We’ve all been focused recently on the tactical actions of our government in the current financial crisis.  Recapitalizations.  Bail-outs.  Bridge loans to nowhere.  Stimulus packages.  Anything but actually helping us to solve the fundamental issue of concern – debt.

A major component of the current economic crisis is an overabundance of debt.  Financial companies borrowed in excess to feed leveraged investments to boost returns, encouraged by low lending rates and a long bull market.  Industry overextended itself, expecting that there would always be enough free capital to be found.  And individual citizens took on excessive debt not only in their houses and cars, but on credit cards and other less attractive terms.

So in comes the Fed to recapitalize banks and slash interest rates in the expectation of jump-starting lending.  I can understand this as a short-term measure to unfreeze the credit markets, but in the longer term I cannot understand how one solves a problem of excessive debt load by encouraging people to borrow even more.

Perhaps it’s just my conservative nature, but it seems to this non-politician that the only way for us to deal with excessive debt is to pay it back, and that the best way the government can help with this is to leave us more of our own money to do so.  That rather than tax the productive to send checks to support the unproductive, we should encourage the productive to invest and create jobs to make more of the population productive.  That rather than grow government and cheering the “jobs created” we should be paring government to the bone to reduce the load on society at a difficult time.

Instead we’re getting an ever-expanding “stimulus package” and support programs for all paid for by the middle class (once the rich pay their tax accountants a little more to avoid them).  We’ll make it harder to get a job through minimum wage increases and more expensive to keep employees due to mandated benefits and increased costs.  To help us get out of the recession we’re going to make it harder to get a job, harder to keep a job, and ensure that we get less money if we manage to hold on to a job.

I really fail to understand why this is so attractive to liberals.  Why do we prefer dependency over employment?  Why do we cheer when government takes choices away from us?
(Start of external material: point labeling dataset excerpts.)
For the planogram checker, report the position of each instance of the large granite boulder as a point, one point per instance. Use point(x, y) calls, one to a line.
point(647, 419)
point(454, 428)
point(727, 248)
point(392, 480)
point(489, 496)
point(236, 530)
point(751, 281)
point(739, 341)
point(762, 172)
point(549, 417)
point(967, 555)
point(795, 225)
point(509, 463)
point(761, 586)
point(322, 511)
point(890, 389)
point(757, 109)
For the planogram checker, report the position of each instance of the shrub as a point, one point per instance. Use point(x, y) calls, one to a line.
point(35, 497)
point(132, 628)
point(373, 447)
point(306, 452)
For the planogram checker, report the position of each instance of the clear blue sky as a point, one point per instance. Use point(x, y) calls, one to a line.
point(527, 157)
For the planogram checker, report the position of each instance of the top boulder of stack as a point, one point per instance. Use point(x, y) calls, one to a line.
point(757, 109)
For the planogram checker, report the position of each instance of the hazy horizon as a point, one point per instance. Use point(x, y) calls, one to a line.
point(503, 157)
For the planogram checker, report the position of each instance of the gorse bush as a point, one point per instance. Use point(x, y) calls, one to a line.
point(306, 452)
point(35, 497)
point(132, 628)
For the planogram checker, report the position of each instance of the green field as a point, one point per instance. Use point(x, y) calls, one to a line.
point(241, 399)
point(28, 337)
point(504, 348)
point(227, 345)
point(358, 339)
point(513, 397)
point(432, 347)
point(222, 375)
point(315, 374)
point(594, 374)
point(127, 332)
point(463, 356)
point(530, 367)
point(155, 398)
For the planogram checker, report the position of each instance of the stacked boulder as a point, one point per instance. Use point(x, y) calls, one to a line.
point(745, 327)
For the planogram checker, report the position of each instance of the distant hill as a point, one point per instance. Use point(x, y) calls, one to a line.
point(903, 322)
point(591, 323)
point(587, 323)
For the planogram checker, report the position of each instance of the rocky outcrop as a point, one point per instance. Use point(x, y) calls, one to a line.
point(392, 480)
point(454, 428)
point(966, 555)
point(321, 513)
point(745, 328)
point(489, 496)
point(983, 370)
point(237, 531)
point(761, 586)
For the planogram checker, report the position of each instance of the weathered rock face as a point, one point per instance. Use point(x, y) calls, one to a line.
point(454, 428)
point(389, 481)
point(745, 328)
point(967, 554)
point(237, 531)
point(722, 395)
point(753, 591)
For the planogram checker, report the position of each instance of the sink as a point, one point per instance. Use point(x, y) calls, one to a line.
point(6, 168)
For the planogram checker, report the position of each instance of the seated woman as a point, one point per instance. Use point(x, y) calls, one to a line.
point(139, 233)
Why is it that the call to “pay any price, bear any burden, meet any hardship, support any friend, oppose any foe, in order to assure the survival and the success of liberty” does not apply to our own freedom of contract?

I fear we are heading for a fall, and that far too many of us wish to close our eyes, cartoon style, and hope that if we don’t know we’ve gone over the cliff that we’ll remain aloft.  Because that always worked so well for the coyote.